We are all (well most of us) very familiar with the modernised stories of the Disney princesses, but how many actually know their true origins? In this article I will aim to enlighten you with the history behind these fables that dictated many of our childhoods. I will pick a few examples from the 13 official princesses (Snow White/ Cinderella/ Aurora/ Ariel/ Belle/ Jasmine/ Pocahontas/ Mulan/ Tiana/ Rapunzel/ Merida/ Moana/ Raya)
Otherwise known as ‘the Little Mermaid’, Hans Christian Anderson’s story details how a young mermaid wants to explore the human world, so makes a deal with a sketchy sea witch/ octopus (Ursula) in order to turn into a human. She falls in love with Prince Eric, a man she saved from a ship wreck and although she has no voice, she eventually marries him and becomes fully human.
This story is greatly influenced by Friedrich de la Motter Fouque’s ‘Undine’, which is the story of a water spirit who wants to gain a human soul. The idea that Ariel will have to marry the Prince in order to stay human comes from this story. In addition, both stories show the mermaid saving the Prince from a shipwreck which provokes the mermaids to seek a sea-witch to give them legs. However, they differ from there as in ‘Undine’ the mermaid fails to get the prince to fall in love with her, resulting in her sister making another deal. In this deal, the mermaid has to kill the prince in order to regain her tail rather than being turned into sea foam. She is unable to carry out this task and throws herself off a ship but is saved by air spirits. They make her an air spirit for her good deed of not committing murder, where she can earn her human soul from 300 years of good work.
‘Beauty and the Beast’ is a story that has been circulating for many millennia, with the oldest tale being from 2nd Century by Apuleius’s ‘Metamorphoses’. The tale is called ‘Cupid and Psyche’, which classicists among you will be familiar with.
In this story, Psyche is cursed by Venus, for being too beautiful, to marry the worst man in the world. Unbeknownst to Venus and Psyche, Cupid volunteers himself to marry Psyche. You may be wondering how a wife does not realise her husband is a god, but Cupid would only appear to Psyche in the dark of the night, and as Psyche is very simple minded, she never questions this. Manipulated by her sisters, one night Psyche reveals Cupid’s appearance by a candle light, but awake Cupid in the process. Cupid throws a pregnant Psyche from their home, where Venus rains her fury on the young girl. In a way of atoning, Psyche completes 3 tasks and at the end Cupid begs Jupiter to turn Psyche into a goddess, which he does. Therefore, in the end Cupid and Psyche live happily.
It is obvious that there are very limited similarities between ‘Beauty and the Beast’ and ‘Cupid and Psyche’, with both girls being held almost against their wills in their husbands castles and the seemingly beastly husband turning out to be handsome men a few.

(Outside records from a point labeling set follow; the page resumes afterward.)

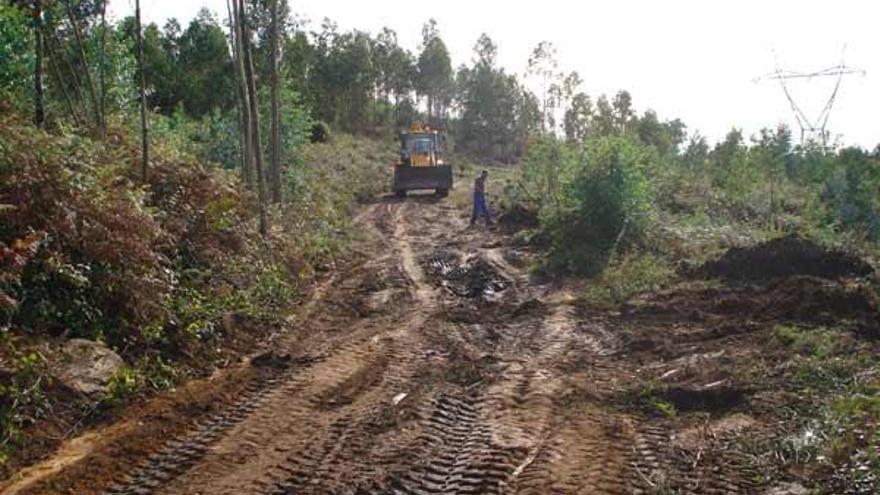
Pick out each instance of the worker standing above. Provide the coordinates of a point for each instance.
(480, 206)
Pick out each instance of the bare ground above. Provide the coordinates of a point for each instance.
(439, 366)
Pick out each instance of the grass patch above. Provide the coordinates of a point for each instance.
(810, 342)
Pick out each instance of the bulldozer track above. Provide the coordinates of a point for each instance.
(177, 455)
(434, 366)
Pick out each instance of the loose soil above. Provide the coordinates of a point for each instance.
(783, 257)
(438, 365)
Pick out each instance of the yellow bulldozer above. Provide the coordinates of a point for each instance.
(422, 164)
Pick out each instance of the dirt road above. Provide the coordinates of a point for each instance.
(439, 366)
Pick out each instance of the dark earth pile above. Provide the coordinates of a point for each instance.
(473, 277)
(784, 257)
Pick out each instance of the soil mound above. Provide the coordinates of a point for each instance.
(471, 278)
(784, 257)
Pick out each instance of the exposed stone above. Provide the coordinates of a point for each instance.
(87, 366)
(787, 489)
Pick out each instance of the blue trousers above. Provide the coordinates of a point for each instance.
(480, 208)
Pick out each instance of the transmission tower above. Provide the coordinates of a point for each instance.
(811, 128)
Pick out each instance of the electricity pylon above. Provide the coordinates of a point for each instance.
(811, 129)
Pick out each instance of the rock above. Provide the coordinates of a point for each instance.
(272, 359)
(87, 366)
(787, 489)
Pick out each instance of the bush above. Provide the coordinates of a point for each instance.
(605, 200)
(95, 271)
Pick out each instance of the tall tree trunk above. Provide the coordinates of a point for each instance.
(59, 80)
(145, 141)
(276, 119)
(102, 71)
(254, 118)
(82, 55)
(57, 53)
(39, 100)
(244, 111)
(430, 107)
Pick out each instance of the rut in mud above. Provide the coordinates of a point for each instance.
(439, 366)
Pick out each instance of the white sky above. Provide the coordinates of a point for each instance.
(692, 59)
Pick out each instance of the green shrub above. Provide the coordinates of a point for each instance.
(632, 274)
(606, 201)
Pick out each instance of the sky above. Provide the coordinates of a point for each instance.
(697, 60)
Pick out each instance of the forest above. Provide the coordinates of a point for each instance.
(174, 191)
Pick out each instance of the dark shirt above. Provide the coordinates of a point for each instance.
(480, 184)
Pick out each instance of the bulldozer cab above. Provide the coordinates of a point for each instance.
(421, 147)
(421, 164)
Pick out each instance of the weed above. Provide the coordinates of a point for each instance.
(809, 342)
(125, 383)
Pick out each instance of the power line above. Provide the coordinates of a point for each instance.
(811, 128)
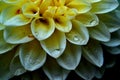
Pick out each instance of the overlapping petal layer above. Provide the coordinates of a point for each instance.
(63, 29)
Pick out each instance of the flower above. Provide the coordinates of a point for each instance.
(53, 34)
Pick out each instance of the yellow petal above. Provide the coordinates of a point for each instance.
(63, 24)
(88, 19)
(79, 34)
(30, 10)
(82, 6)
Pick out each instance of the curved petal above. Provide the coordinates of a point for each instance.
(63, 24)
(100, 32)
(4, 46)
(13, 10)
(70, 58)
(42, 28)
(54, 45)
(5, 60)
(111, 21)
(79, 34)
(93, 53)
(104, 6)
(82, 6)
(54, 71)
(85, 70)
(32, 56)
(16, 67)
(2, 26)
(88, 19)
(115, 39)
(17, 35)
(18, 20)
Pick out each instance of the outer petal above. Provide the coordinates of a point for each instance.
(79, 34)
(17, 35)
(111, 21)
(16, 67)
(4, 46)
(70, 58)
(42, 28)
(104, 6)
(5, 60)
(54, 71)
(18, 20)
(93, 53)
(82, 6)
(85, 70)
(115, 39)
(100, 32)
(54, 45)
(88, 19)
(32, 56)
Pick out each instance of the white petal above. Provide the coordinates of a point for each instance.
(54, 45)
(71, 57)
(15, 66)
(93, 53)
(85, 70)
(100, 32)
(17, 35)
(32, 56)
(54, 71)
(79, 34)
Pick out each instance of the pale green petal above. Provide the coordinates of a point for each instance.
(42, 28)
(5, 60)
(104, 6)
(18, 20)
(54, 71)
(17, 35)
(115, 39)
(54, 45)
(63, 24)
(82, 6)
(111, 21)
(85, 70)
(100, 32)
(16, 67)
(2, 26)
(79, 34)
(32, 56)
(71, 57)
(93, 53)
(88, 19)
(4, 46)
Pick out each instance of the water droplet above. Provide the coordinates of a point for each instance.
(93, 22)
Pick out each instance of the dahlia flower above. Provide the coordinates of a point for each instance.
(54, 35)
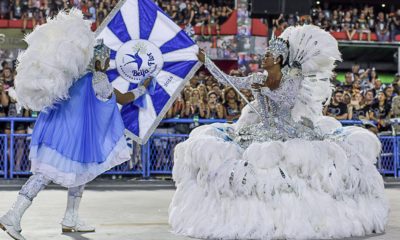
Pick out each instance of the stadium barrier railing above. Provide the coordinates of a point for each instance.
(156, 156)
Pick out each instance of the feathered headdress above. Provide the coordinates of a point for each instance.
(58, 54)
(315, 51)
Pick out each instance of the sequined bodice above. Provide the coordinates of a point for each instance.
(275, 107)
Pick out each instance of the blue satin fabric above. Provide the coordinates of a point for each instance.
(82, 128)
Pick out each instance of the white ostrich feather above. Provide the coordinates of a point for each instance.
(58, 54)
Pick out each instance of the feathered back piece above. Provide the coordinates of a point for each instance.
(58, 54)
(315, 52)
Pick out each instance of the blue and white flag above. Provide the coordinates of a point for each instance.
(145, 42)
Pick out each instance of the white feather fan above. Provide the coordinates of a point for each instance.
(316, 51)
(58, 54)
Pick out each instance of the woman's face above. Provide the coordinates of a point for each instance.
(212, 98)
(381, 96)
(268, 61)
(389, 91)
(196, 94)
(358, 97)
(231, 94)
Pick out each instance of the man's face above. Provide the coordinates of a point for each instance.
(378, 84)
(348, 78)
(369, 96)
(338, 97)
(7, 73)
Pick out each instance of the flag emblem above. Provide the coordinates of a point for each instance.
(144, 41)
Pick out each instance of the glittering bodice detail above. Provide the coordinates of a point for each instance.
(275, 107)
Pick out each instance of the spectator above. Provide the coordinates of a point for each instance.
(362, 27)
(382, 28)
(214, 107)
(232, 105)
(395, 25)
(380, 112)
(348, 25)
(337, 108)
(358, 109)
(4, 9)
(348, 81)
(389, 94)
(334, 81)
(90, 14)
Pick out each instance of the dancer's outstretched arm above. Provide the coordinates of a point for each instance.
(124, 98)
(239, 82)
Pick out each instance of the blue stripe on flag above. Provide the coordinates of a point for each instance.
(159, 98)
(130, 116)
(113, 54)
(147, 17)
(112, 74)
(117, 26)
(180, 69)
(132, 86)
(181, 40)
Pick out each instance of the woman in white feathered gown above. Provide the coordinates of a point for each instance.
(283, 171)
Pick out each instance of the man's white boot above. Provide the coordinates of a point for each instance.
(71, 221)
(11, 221)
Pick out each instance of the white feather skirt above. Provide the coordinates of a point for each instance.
(296, 189)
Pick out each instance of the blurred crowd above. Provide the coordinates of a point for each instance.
(385, 23)
(205, 97)
(363, 96)
(205, 13)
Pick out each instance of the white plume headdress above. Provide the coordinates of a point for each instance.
(58, 54)
(315, 52)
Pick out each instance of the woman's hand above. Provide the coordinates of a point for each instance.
(257, 86)
(147, 82)
(201, 55)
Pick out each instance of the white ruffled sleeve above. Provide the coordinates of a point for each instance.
(102, 86)
(239, 82)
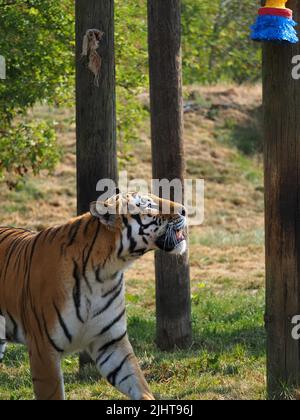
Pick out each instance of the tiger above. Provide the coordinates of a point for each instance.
(62, 289)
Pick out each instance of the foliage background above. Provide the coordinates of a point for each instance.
(37, 39)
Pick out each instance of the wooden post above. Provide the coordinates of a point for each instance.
(172, 273)
(282, 213)
(95, 106)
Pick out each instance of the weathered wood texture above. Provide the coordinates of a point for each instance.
(282, 212)
(173, 300)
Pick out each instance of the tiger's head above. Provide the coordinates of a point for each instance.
(145, 223)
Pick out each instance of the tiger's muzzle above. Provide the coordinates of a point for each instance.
(174, 235)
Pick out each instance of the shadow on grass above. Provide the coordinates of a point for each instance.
(206, 338)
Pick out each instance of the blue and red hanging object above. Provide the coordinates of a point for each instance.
(275, 23)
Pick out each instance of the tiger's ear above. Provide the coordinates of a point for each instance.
(104, 213)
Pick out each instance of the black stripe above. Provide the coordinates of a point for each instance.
(6, 236)
(114, 322)
(9, 254)
(97, 276)
(63, 324)
(109, 303)
(106, 346)
(121, 247)
(15, 328)
(114, 289)
(73, 232)
(86, 260)
(77, 291)
(59, 350)
(113, 375)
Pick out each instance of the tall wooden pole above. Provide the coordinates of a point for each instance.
(95, 106)
(282, 212)
(172, 273)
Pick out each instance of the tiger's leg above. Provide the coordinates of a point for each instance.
(117, 363)
(46, 372)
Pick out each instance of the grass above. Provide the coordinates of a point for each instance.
(227, 358)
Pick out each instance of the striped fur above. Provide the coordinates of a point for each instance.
(62, 289)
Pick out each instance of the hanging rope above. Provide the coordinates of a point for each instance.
(91, 42)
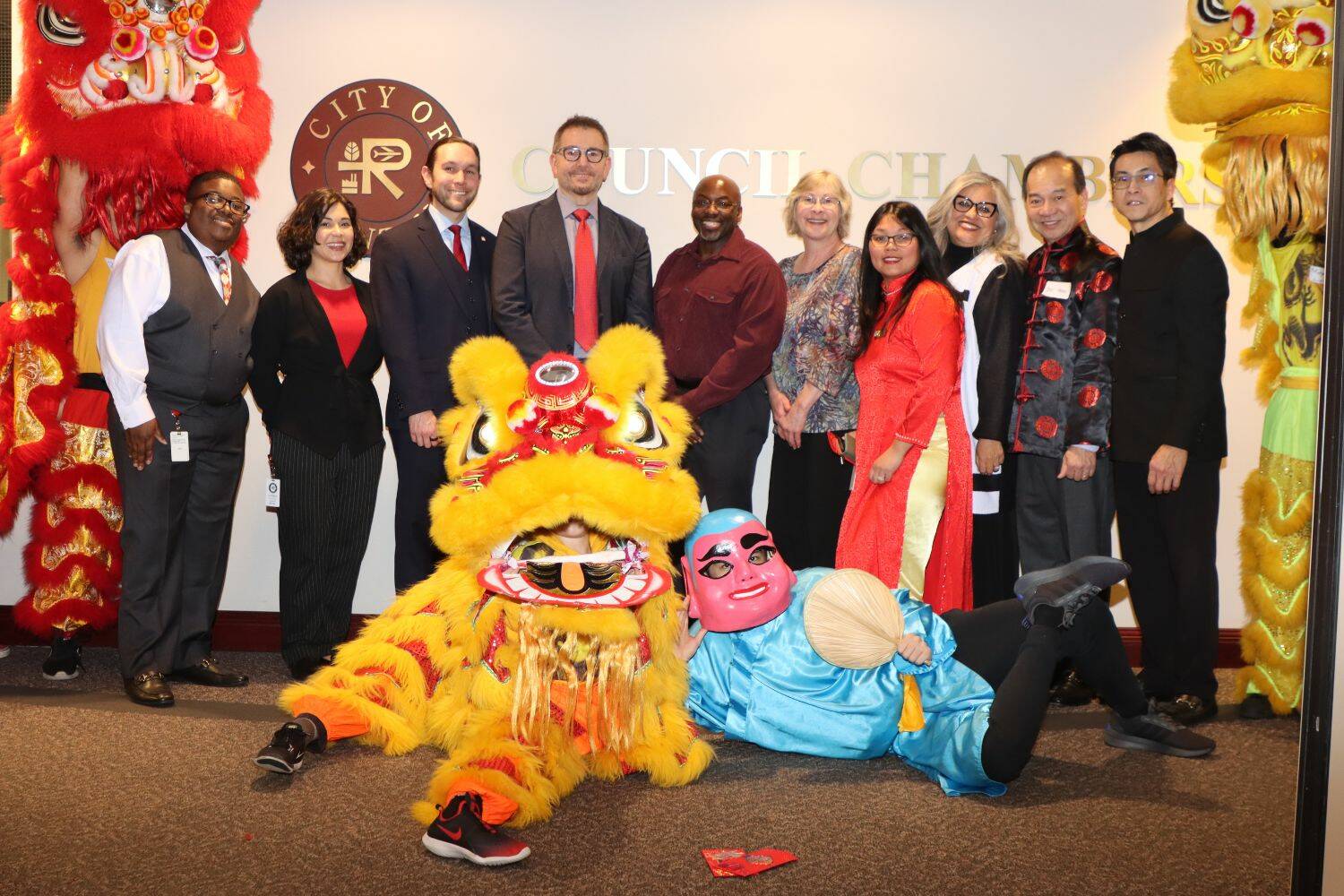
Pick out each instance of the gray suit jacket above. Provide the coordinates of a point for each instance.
(532, 279)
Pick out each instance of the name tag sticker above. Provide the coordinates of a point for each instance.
(1058, 289)
(177, 446)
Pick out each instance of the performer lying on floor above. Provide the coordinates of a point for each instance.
(960, 697)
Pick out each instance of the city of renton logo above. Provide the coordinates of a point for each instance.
(367, 142)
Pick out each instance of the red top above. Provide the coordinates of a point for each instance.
(346, 317)
(719, 319)
(909, 376)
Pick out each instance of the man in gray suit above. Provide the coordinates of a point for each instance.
(174, 338)
(567, 268)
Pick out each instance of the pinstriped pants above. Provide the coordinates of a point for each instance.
(325, 513)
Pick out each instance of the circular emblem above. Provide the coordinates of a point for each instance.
(367, 142)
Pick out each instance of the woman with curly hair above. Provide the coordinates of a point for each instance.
(314, 351)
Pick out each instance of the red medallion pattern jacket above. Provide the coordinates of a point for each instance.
(1064, 374)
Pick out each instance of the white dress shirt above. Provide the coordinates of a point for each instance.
(444, 223)
(136, 289)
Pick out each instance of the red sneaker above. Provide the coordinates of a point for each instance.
(461, 833)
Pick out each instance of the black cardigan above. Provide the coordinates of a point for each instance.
(320, 402)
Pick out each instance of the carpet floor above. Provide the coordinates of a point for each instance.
(99, 796)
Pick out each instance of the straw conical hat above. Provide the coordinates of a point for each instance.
(852, 619)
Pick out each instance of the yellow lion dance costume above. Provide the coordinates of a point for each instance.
(532, 673)
(1260, 72)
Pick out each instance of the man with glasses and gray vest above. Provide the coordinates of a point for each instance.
(567, 269)
(174, 339)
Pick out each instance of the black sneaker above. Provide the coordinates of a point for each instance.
(64, 661)
(287, 750)
(1156, 732)
(461, 833)
(1067, 587)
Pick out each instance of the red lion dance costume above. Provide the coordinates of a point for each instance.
(128, 99)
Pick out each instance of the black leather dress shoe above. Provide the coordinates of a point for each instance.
(150, 689)
(210, 673)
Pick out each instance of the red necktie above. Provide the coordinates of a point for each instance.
(457, 245)
(585, 284)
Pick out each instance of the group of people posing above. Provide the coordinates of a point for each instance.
(945, 413)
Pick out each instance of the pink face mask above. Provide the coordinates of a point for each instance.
(737, 579)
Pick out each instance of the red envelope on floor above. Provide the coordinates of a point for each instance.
(739, 863)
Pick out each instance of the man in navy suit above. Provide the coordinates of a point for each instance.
(569, 268)
(430, 279)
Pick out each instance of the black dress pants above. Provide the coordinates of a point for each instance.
(809, 487)
(325, 513)
(419, 471)
(1171, 541)
(723, 462)
(1019, 665)
(175, 535)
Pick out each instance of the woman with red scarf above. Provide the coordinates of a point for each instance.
(909, 514)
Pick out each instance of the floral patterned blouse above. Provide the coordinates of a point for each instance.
(820, 338)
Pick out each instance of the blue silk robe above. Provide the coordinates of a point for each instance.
(769, 686)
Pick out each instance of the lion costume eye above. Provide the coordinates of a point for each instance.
(640, 429)
(56, 29)
(483, 440)
(1212, 11)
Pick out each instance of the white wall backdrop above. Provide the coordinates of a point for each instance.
(897, 97)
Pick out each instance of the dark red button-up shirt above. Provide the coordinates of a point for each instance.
(719, 319)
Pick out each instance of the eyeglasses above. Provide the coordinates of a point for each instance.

It is also apparent that ‘Cupid and Psyche’ has also inspired many other Disney princess tales, like Cinderella and even Aurora.
The great story of a Chinese woman trying to protect her father from war is based off a beloved Chinese Ballad. Dating back to the Northern Dynasties in 386 – 581 AD, the ballad tells the story of a girl who dresses up as a man to join the compulsory army service, as she has no brothers. After many years of successful army campaigns, she returns home and brings her family back honours from the emperor. She then greets her male soldiers after changing her appearance, where she is met with the shocked faces of men who did not realise she was a woman.
Disney’s version of ‘Mulan’ clearly is very similar, with the a noticeable difference being that she is shunned by her fellow soldiers after they discover she is a woman. In addition, it is turned into a romantic story with the addition of Li Shang, arguably the hottest Disney prince around!
Aka the ‘Princess and the Frog’, Tiana is a working class women with big dreams to open her own restaurant. This is before a prince makes a dodgy deal with a witch doctor, who turns him into a frog and in turn with a kiss, turns Tiana into a frog. They adventure through the swamps of New Orleans, meeting a crocodile and a firefly in order to try and reverse the spell. This modern take on a classic tale is based off of E.D Baker’s ‘The Frog Princess’.
Alluding to Brothers Grimm’s fairytale ‘The Frog Prince’, Baker’s ‘The Frog Princess’ sees a princess loose a golden ball down a well, which a retrieved by a frog in return for companionship. The Princess breaks her promise to the frog but he follows her back to her castle anyways. She becomes irritated by the frog and throws him against a wall, which she regrets. This feeling of guilt turns the frog into his princely form, not by a kiss like the saying or movie suggests.
While in the movie, Tiana is an inspirational waitress, in the tale she is an unlikeable princesses. In addition, the princess is actually already engaged to someone else in the tale before the frog, but this is not followed up in the movie. A lot of the plot points are given to Tiana’s childhood friend, Lottie La Bouff, who is at first a seemingly spoilt princess, who is looking for another royal suitor.